Call him Stretch. Kevin’s his real name, but Stretch is what Kevin asks people to call him. Is it because he’s stretched so thin? Stretch is a bummed out, burned-out limo driver in Los Angeles. Yes, his name is Stretch, one of those obtuse single-name guys like Bullet or Kojak or Batman. Here, Stretch is Patrick Wilson. He talks a lot during his own film. So very much. He talks an irritatingly obvious amount. For example, when a competing limo driver shows up at Stretch’s bungled pick-up for a seemingly insane David Hasselhoff (a real cameo), he offers up this crackling observation of his competitor:
“The ‘Jovi.’ He lorded over his company Cossack with an iron fist and a white-maned hair metal band wig that looked like Dog the Bounty Hunter had been dropped into a deep fryer. I don’t care how it sounds. That hair scared the living shit out of me.”
It’s not Marlowe, that’s for sure. It’s not even Thompson. What is this? Wait, why would Stretch, let alone any person, talk like this?
…oh no.
Hey, Joe Carnahan, did you not get the memo? Everyone stopped trying to play Quentin Tarantino over a decade ago, and you’re just annoying folks now. Didn’t you get tired from over-exerting yourself with Smokin’ Aces, The A-Team, and Blood, Guts, Bullets, and Octane? We get it. You’ve got spunk. You once pitched Aces as if Fellini made an action film, and we’ve been snickering at that ever since. Still, it’s 2014, and now you’re making a hyperactive variation on Collateral: down-on-his luck chauffeur wanders into the night and witnesses seedy things, from Mexican/Russian organized crime to luchador minis running out of an orgy. Stop it. Be somber, Joe. No need to be petty. We really like your sterner stuff, like Narc and The Grey.
Deep beneath the snotty showboating is a funny concept: a black comedy about competing limo drivers and L.A.’s vanity-driven, liar-loving culture. When Stretch wants to have a laugh and mock the shallows of the City of Angels, it’s amusing, like a second-tier FX sitcom about dicks.
When it tries to talk tough, playing fast and loose with a “dude’s crazy night” concept, Stretch runs out of gas quickly. The last act settles down only after too much ground is covered, when you quit trying to keep up. It’s then that the film finally crystallizes its nutty, willful plot twists, and quits with all the narration.
Wilson’s never seemed so beat, and you’ll know why. Ed Helms is a ghost haunting Stretch. Stretch encounters the dumbest voices and accents imaginable via cops and mobsters. Cheap rock and synth music pervades; an M83 “Outro” knock-off happens, likely because this baby went straight to video with limited budget. Chris Pine is an eccentric billionaire, sporting little more than a child’s tiger backpack, a jockstrap, and an enormous beard and wig.
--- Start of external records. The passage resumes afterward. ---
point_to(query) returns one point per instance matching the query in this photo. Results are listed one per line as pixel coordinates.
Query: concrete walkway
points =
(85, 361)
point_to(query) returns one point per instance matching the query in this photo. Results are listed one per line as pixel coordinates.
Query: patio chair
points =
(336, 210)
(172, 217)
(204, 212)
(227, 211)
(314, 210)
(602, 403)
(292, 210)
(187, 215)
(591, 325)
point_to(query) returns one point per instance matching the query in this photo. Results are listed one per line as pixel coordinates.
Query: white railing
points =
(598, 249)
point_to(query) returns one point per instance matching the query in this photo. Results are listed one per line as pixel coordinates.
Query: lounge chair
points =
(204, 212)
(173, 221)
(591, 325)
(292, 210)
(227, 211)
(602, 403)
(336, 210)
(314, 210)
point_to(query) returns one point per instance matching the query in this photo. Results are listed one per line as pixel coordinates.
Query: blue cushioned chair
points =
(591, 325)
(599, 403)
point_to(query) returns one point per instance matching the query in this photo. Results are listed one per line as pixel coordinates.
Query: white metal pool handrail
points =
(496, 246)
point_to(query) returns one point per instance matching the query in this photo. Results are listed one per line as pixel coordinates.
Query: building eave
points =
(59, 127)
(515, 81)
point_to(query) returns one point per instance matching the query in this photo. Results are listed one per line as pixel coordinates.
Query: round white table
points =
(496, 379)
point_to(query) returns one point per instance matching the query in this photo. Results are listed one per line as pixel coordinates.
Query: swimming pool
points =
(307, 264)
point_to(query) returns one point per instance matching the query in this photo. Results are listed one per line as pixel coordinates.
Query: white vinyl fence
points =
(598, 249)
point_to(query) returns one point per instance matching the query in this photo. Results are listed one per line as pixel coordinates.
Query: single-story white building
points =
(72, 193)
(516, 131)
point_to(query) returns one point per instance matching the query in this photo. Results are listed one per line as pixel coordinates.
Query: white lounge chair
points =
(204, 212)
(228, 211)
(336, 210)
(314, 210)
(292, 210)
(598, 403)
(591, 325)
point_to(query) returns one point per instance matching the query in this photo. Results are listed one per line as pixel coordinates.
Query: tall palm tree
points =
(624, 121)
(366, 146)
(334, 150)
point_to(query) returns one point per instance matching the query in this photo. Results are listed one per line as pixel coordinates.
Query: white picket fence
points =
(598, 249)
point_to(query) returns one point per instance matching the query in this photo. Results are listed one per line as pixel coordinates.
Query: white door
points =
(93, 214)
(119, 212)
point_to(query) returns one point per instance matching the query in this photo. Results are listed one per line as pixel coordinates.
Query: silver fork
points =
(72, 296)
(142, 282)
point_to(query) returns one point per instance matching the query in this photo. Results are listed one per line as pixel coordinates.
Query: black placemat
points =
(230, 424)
Stretch thinks it’s so damn clever, and is totally self-satisfied with its over-written dialogue. It’s complacent with its “fucks” and temper-tantrum rantings. Stretch hollers, and Stretch pontificates. Think that’s harsh? In one moment, Pine waxes philosophical about being a firestarter to Stretch, while sitting in the back of the long black car. Then he starts a fire, setting the limo ablaze and conceptually reigniting Stretch’s life. Sweet metaphor, bro.